Santé mentale : Le CNDH dénonce les conditions dégradantes des structures psychiatriques

Santé mentale : Le CNDH dénonce les conditions dégradantes des structures psychiatriques

Le Conseil national des droits de l’Homme (CNDH) a présenté mardi 11 septembre à Rabat son rapport préliminaire sur la «Santé mentale et droits de l’Homme». Premier en son genre, ce rapport dresse un état des lieux des établissements psychiatriques, des équipements, du personnel et des  prestations des services. Le rapport pointe du doigt le manque d’infrastructure. Le Maroc dispose actuellement de 27 établissements publics spécialisés dans le traitement des maladies mentales. La capacité litière de l’ensemble de ces structures n’est que de 1725 lits. Depuis des années, celle-ci est en baisse continue. Alors qu’elle atteignait vers le milieu des années 1970 un millier de lits à Berrechid, aujourd’hui on ne compte plus que 240 lits. Et à Tit Mellil, elle est passée de 400 lits à 86 soit une baisse d’environ 80%. La literie dans la majorité des structure est détériorée. Le rapport souligne que «la plupart des établissements visités, notamment en dehors de l’axe Rabat-Casablanca-Marrakech, utilisent des sommiers rongés par la rouille, des matelas en mousse poreuse, avachie et souillée et de vieilles couvertures sales et souvent trouées».

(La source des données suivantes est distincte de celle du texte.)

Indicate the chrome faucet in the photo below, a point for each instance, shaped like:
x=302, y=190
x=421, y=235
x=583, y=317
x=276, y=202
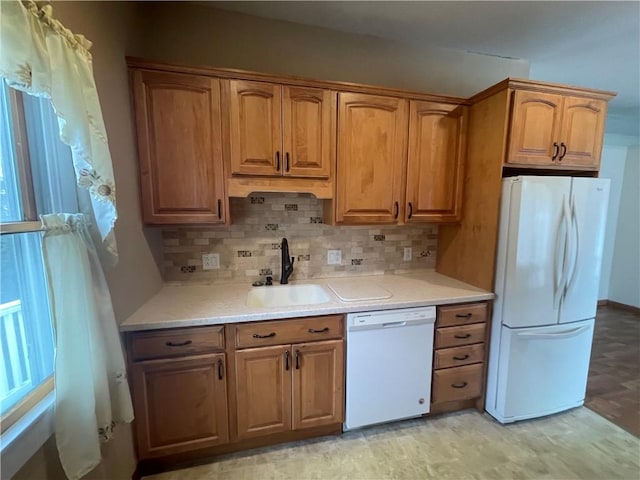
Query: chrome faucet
x=287, y=262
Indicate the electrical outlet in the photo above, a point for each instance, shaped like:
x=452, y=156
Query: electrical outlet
x=334, y=257
x=210, y=261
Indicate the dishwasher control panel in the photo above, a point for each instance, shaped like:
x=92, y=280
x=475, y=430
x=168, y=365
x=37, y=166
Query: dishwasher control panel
x=393, y=316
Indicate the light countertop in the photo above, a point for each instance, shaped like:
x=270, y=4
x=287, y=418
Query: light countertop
x=196, y=305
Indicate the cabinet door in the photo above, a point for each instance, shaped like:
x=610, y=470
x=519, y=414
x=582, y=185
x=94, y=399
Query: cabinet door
x=179, y=147
x=263, y=383
x=372, y=139
x=180, y=404
x=318, y=384
x=255, y=128
x=582, y=131
x=535, y=125
x=308, y=115
x=435, y=162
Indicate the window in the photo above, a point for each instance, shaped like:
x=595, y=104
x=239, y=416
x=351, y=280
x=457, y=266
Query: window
x=36, y=177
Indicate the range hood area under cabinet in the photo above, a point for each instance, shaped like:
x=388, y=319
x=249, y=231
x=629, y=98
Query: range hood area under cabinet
x=376, y=155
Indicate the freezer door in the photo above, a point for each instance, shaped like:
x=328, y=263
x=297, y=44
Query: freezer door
x=589, y=201
x=533, y=252
x=542, y=370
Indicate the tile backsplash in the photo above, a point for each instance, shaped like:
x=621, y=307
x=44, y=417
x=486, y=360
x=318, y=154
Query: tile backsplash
x=249, y=249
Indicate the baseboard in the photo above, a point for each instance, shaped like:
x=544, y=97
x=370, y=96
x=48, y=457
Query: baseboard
x=619, y=306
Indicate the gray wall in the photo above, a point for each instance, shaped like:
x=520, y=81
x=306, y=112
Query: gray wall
x=196, y=34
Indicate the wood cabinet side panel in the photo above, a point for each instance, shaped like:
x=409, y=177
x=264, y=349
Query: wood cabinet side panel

Quant à l’architecture des établissements visités, celle-ci n’est pas adaptée aux besoins des usagers de la psychiatrie. Selon le rapport, la plupart des structures présentent un caractère asilaire plutôt qu’hospitalier. «Les exemples flagrants de ces structures avilissantes sont les services de psychiatrie de l’hôpital Mohammed V à Safi, de l’hôpital Moulay Ismaïl à Meknès et le pavillon réservé aux femmes de l’hôpital psychiatrique de Tétouan», note le rapport. La plupart de ces structures ne sont pas conformes aux normes internationales et ne sont pas adaptées aux exigences du traitement des troubles mentaux. Certaines sont totalement négligées, tel que l’hôpital psychiatrique de Berrechid qui est dans un état de délabrement total et s’est transformé en une décharge publique. «Les ordures remplissent les allées et les espaces entre les pavillons, et les odeurs nauséabondes dominent. L’hôpital ressemble à une décharge publique. Les reptiles et les chiens égarés trouvent refuge dans cet espace. Les bâtiments vétustes et abandonnés constituent un danger quotidien pour l’établissement tout entier ainsi que pour son environnement», peut-on lire. Les équipements sanitaires se trouvent dans un état de délabrement avancé.
Le rapport déplore le manque de personnel médical. Les 172 psychiatres du secteur public sont inégalement répartis sur les établissements psychiatriques. 35,5% de ces psychiatres se trouvent dans les seuls CHU de Casablanca et Rabat, avec 35 psychiatres à Casablanca et 26 à Rabat, soit au total 61 psychiatres. Le CHU de Fès ne compte que  huit psychiatres et neuf au CHU de Marrakech, alors que le chiffre le plus élevé pour les autres établissements ne dépasse pas cinq, ce qui représenterait approximativement, pour une ville comme Agadir, un psychiatre pour 70 000 habitants.
Quant aux normes de sécurité, celles-ci laissent à désirer. Le personnel médical fait souvent l’objet d’agression. A ce sujet, le document relève que la disposition inappropriée des locaux de certains hôpitaux ne répond pas aux exigences de la sécurité. Elle rend difficile la tâche du personnel médical et paramédical et l’expose à des agressions graves. Il faut noter que certaines structures, comme Béni Mellal et Inezgane ne disposent même pas d’une ligne téléphonique intérieure qui permettrait aux membres du personnel de communiquer entre eux en cas d’urgence.